25 December 2006

Christmas Quote Frenzy

Finally, brethren, whatever is true, whatever is honorable, whatever is just, whatever is pure, whatever is lovely, whatever is gracious, if there is any excellence, if there is anything worthy of praise, think about these things.

Paul of Tarsus, Letter to the Philippians (4:8)

18 December 2006

Monday Quote Frenzy – Louis Brandeis on Freedom of Speech

From his dissenting opinion in Gilbert v. Minnesota, 254 U.S. 325 (1920):
Full and free exercise of this right by the citizen is ordinarily also his duty; for its exercise is more important to the nation than it is to himself. Like the course of the heavenly bodies, harmony in national life is a resultant of the struggle between contending forces. In frank expression of conflicting opinion lies the greatest promise of wisdom in governmental action; and in suppression lies ordinarily the greatest peril.

From his concurring opinion in Whitney v. California, 274 U.S. 357 (1927):
Those who won our independence believed that the final end of the state was to make men free to develop their faculties, and that in its government the deliberative forces should prevail over the arbitrary. They valued liberty both as an end and as a means. They believed liberty to be the secret of happiness and courage to be the secret of liberty. They believed that freedom to think as you will and to speak as you think are means indispensable to the discovery and spread of political truth; that without free speech and assembly discussion would be futile; that with them, discussion affords ordinarily adequate protection against the dissemination of noxious doctrine; that the greatest menace to freedom is an inert people; that public discussion is a political duty; and that this should be a fundamental principle of the American government.

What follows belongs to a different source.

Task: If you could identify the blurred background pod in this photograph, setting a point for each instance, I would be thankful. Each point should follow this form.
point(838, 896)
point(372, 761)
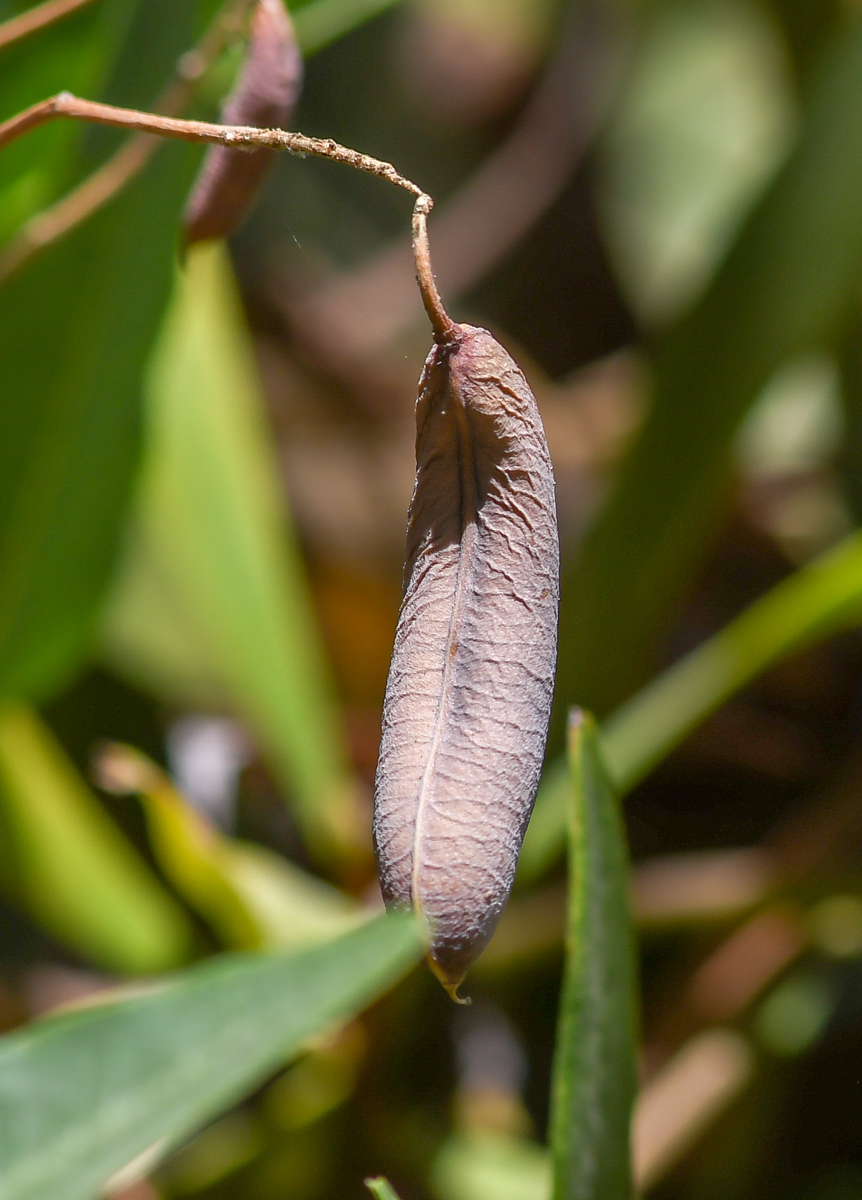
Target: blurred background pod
point(264, 96)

(Cross posted from 16th Street Forum)

11 December 2006

Monday Quote Extra - 'conspiracy theory'

John Flower, in today's Guardian Unlimited, points out that the first user of the term 'conspiracy theory', in the sense of "a belief that some covert but influential agency is responsible for an unexplained event", appears to have been Karl Popper. The Oxford English Dictionary, which tries hard to cite the earliest usages for its entries, posted the term in 1997, with the citation
I call it the 'conspiracy theory of society' - the view that an explanation of a social phenomenon consists in the discovery of the men or groups who are interested in the occurrence of this phenomenon.
from Karl Popper's work, The Open Society and its Enemies (the second edition, published in 1952 by Princeton University Press).

I never knew that.

Monday Quote Frenzy - Everyone's a Critic

Samuel Johnson, in "The Life of Pope", conveys this story told by Alexander Pope about his patron, Lord Halifax:
The famous Lord Halifax was rather a pretender to taste than really possessed of it. – When I had finished the two or three first books of my translation of the Iliad, that Lord desired to have the pleasure of hearing them read at his house. – Addison, Congreve, and Garth, were there at the reading. In four or five places, Lord Halifax stopt me very civilly, and with a speech each time, much of the same kind, 'I beg your pardon, Mr. Pope; but there is something in that passage that does not quite please me. – Be so good as to mark the place, and consider it a little [more] at your leisure. – I'm sure you can give it a little [better] turn.' I returned from Lord Halifax's with Dr. Garth, in his chariot; and, as we were going along, was saying to the Doctor, that my Lord had laid me under a good deal of difficulty by such loose and general observations; that I had been thinking over the passages almost ever since, and could not guess at what it was that offended his Lordship in either of them. Garth laughed heartily at my embarrassment; said, I had not been long enough acquainted with Lord Halifax to know his way yet; that I need not puzzle myself about looking those places over and over, when I got home. 'All you need do (says he) is to leave them just as they are; call on Lord Halifax two or three months hence, thank him for his kind observations on those passages, and then read them to him as altered. I have known him much longer than you have, and will be answerable for the event.' I followed his advice; waited on Lord Halifax some time after; said, I hoped he would find his objections to those passages removed; read them to him exactly as they were at first: and his Lordship was extremely pleased with them, and cried out, 'Ay, now [Mr. Pope] they are perfectly right: nothing can be better.'
This version comes from The Lives of the Poets, ed. G. B. Hill, 3 vols. (Oxford: Clarendon Press, 1905), as edited and reproduced by Jack Lynch, Rutgers University.